Health administrative data are frequently used for health services and population health research. Comparative research using these data has been facilitated by the use of a standard system for coding diagnoses, the International Classification of Diseases (ICD). Research using the data must deal with data quality and validity limitations which arise because the data are not created for research purposes. This paper presents a list of high-priority methodological areas for researchers using health administrative data.
A group of researchers and users of health administrative data from Canada, the United States, Switzerland, Australia, China and the United Kingdom came together in June 2005 in Banff, Canada to discuss and identify high-priority methodological research areas. The generation of ideas for research focussed not only on matters relating to the use of administrative data in health services and population health research, but also on the challenges created in transitioning from ICD-9 to ICD-10. After the brain-storming session, voting took place to rank-order the suggested projects. Participants were asked to rate the importance of each project from 1 (low priority) to 10 (high priority). Average ranks were computed to prioritise the projects.
Thirteen potential areas of research were identified, some of which represented preparatory work rather than research per se. The three most highly ranked priorities were the documentation of data fields in each country's hospital administrative data (average score 8.4), the translation of patient safety indicators from ICD-9 to ICD-10 (average score 8.0), and the development and validation of algorithms to verify the logic and internal consistency of coding in hospital abstract data (average score 7.0).
The group discussions resulted in a list of expert views on critical international priorities for future methodological research relating to health administrative data. The consortium's members welcome contacts from investigators involved in research using health administrative data, especially in cross-jurisdictional collaborative studies or in studies that illustrate the application of ICD-10.
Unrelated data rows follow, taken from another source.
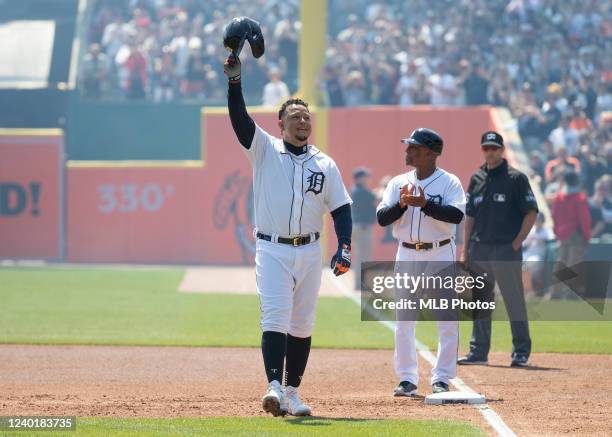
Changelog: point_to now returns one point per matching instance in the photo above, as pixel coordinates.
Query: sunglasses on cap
(490, 148)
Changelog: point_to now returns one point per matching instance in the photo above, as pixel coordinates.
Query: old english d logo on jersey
(315, 182)
(436, 199)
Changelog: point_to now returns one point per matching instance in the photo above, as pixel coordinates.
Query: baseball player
(294, 184)
(424, 206)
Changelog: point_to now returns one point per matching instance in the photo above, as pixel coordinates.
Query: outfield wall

Health administrative data are frequently used for health research in Canada and abroad. In the past two decades, such data have been widely employed by health services and population health researchers to study healthcare outcomes, effectiveness, appropriateness and utilization of healthcare services, and to investigate or monitor population health status and its determinants [1-11]. The varied and broad use of administrative data has been facilitated by important advantages of the data, including their accessibility, their wide geographic coverage and their relatively complete capture of contacts with the health system for a defined population [12,13].
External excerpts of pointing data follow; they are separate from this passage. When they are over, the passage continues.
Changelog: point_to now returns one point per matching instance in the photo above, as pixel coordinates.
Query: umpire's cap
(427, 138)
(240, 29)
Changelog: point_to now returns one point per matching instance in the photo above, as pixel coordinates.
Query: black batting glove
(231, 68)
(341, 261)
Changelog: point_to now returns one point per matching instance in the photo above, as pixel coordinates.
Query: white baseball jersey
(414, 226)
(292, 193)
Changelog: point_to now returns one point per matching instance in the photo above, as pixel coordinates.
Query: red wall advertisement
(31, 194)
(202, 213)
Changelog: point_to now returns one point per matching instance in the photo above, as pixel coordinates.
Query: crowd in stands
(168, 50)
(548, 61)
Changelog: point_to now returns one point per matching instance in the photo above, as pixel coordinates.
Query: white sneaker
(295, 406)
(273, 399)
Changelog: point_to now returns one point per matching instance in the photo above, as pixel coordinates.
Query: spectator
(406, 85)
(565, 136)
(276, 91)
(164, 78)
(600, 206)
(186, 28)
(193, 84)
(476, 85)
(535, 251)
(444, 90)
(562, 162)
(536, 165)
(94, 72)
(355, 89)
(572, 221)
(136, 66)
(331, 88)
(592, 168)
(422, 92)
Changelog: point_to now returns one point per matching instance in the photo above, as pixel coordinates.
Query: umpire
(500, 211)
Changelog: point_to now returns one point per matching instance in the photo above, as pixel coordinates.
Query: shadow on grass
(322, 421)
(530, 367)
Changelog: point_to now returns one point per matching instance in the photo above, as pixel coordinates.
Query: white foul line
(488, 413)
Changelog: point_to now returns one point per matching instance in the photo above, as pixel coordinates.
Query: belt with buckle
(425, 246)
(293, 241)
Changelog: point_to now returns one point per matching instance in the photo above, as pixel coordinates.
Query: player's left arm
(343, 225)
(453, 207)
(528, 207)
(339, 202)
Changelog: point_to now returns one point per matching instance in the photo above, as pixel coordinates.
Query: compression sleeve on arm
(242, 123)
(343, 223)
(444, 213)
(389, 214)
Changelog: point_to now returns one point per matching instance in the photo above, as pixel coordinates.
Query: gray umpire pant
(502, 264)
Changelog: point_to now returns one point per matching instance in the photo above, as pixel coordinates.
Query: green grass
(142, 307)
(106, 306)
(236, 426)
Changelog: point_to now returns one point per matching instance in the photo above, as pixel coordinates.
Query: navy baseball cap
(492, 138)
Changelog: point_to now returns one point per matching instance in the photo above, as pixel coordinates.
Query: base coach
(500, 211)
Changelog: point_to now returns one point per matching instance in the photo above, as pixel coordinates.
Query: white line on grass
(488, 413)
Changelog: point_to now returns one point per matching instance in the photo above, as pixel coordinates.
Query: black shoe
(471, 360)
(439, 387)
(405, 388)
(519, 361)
The use of health administrative data in health services research has been enabled by some key characteristics, notably the use of a standard system for coding diagnoses, the International Classification of Diseases (ICD). Established by the World Health Organization in 1893 to categorise causes of death, this system adopts a standardised format to code diagnoses, thereby enabling longitudinal and comparative studies . The ninth revision, ICD-9, was expanded in 1977 to ICD-9-CM (Clinical Modification) to enable more precision in diagnostic codes, together with the addition of surgical intervention codes. In 1992, the 10th Revision of ICD (ICD-10) was introduced. ICD-10 has been used by many countries throughout the world for coding cause of death and for hospital diagnoses since 1994 [15-17]. It has been used for mortality data since 2000 in Canada, and provinces have adopted ICD-10 for coding hospital diagnoses in a phased approach, beginning in 2001.
One of the major advantages of ICD-10 is that it is far more detailed (there are a total of 12,420 codes in ICD-10 compared to 6,969 in ICD-9), permitting richer capture of clinical information. However, its implementation means that a number of established methodological tools applicable to ICD-9 or ICD-9-CM need to be redesigned for application in ICD-10. Another issue is that the structure of ICD-10 differs substantially from ICD-9. Furthermore, since each country licences the coding system individually from WHO and can create its own modifications, there may be more opportunity for discrepancies between countries. Finally, ICD-10 does not include procedure codes and so each country has developed its own coding system. The system used by Canada is the International Classification of Diseases, 10th revision, Canadian version, Canadian Classification of Health Interventions (ICD-10-CA/CCI).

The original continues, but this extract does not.